Additionally, the median OS was 12.7 months (95% CI, 11.5-13.6) in the pembrolizumab arm vs 10.9 months (95% CI, 9.9-11.6) in the chemotherapy arm.

“Today's approval of pembrolizumab in combination with chemotherapy offers patients with locally advanced unresectable or metastatic biliary tract cancer a new immunotherapy regimen that has demonstrated the potential to help these patients live longer,” lead study author Robin Kate Kelly, MD, professor of Clinical Medicine in the division of Hematology/Oncology at the University of California, San Francisco, said in the press release.

A total of 1069 patients enrolled on the study and were randomly assigned 1:1 to either the pembrolizumab arm (n = 533) or the chemotherapy alone arm (n = 536). Patients were given intravenous (IV) pembrolizumab at 200 mg on day 1 plus 1000 mg/m2 of IV gemcitabine and 25 mg/m2 of IV cisplatin on days 1 and 8 every 3 weeks.

Patients continued treatment until toxicity or disease progression occurred. Pembrolizumab was continued for up to 35 cycles while gemcitabine and cisplatin were administered for up to 8 cycles. If patients were clinically stable and deriving benefit from treatment, they could receive the investigative combination beyond the RECIST-defined disease progression. Investigators assessed tumor progression at baseline, every 6 weeks up to 54 weeks, and then every 12 weeks thereafter.

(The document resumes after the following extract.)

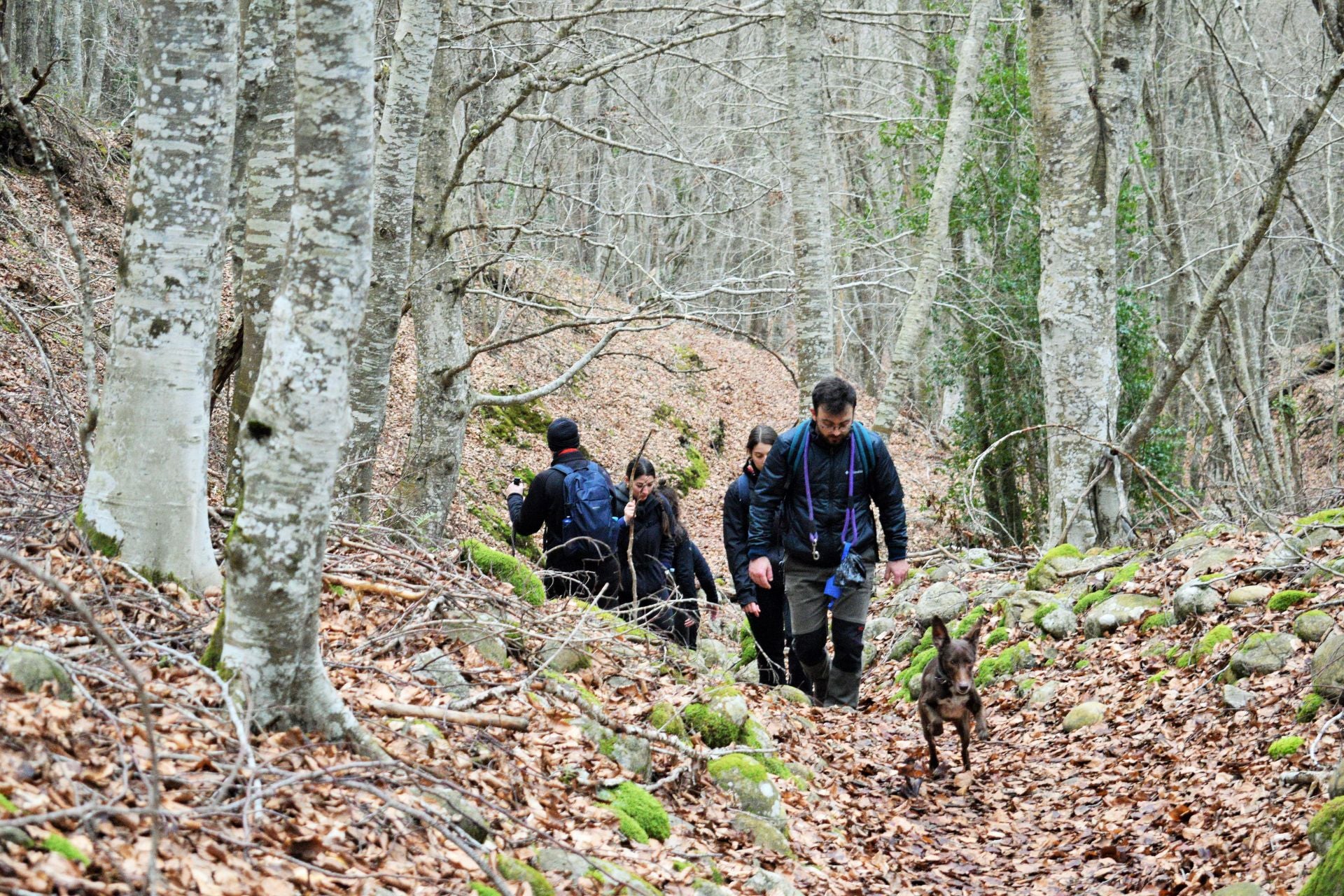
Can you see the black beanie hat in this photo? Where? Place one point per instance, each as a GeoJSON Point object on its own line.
{"type": "Point", "coordinates": [562, 434]}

The primary end point was OS. Key secondary end points included progression-free survival (PFS), objective response rate (ORR), and duration of response (DOR) assessed by blinded independent central review vi RECIST v1.1.

The prespecified final analysis identified a median PFS of 6.5 months (95% CI, 5.7-6.9) in the pembrolizumab arm and 5.6 months (95% CI, 5.1-6.6) in the chemotherapy arm; investigators noted that statistical significance was not reached.1 The median ORR in the pembrolizumab arm was 29.0% (95% CI, 25%-33%), which included a complete response (CR) rate of 2.1% and a partial response (PR) of 27.0%. The ORR for the chemotherapy arm was 29.0% (95% CI, 25%-33%) with a CR of 1.3% and a PR of 27.0%. Additionally, the DOR was 8.3 months (95% CI, 6.9-10.2) in the pembrolizumab arm and 6.8 months (95% CI, 5.7-7.1) in the chemotherapy-alone arm.

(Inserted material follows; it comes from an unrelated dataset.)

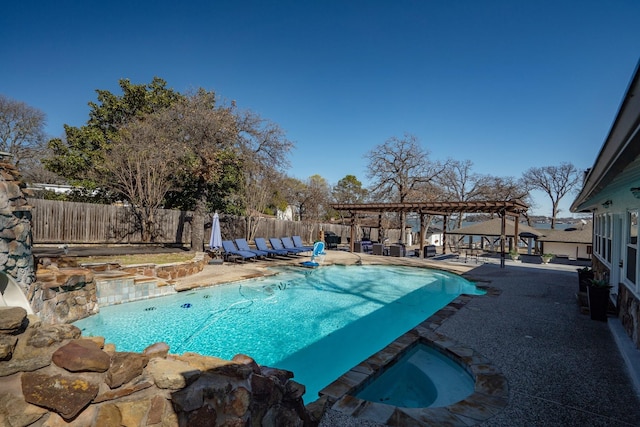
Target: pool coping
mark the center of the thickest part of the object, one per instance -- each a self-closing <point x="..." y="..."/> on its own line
<point x="491" y="391"/>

Pembrolizumab was discontinued in 15% of patients. The most common adverse effect (AE) resulting in discontinuation was pneumonitis in 1.3% of patients. Interruption of pembrolizumab treatment due to AEs necessary in 55% of patients, with the most common being decreased neutrophil count (18%), decreased platelet count (10%), anemia (6%), and decreased white blood cell count (4%).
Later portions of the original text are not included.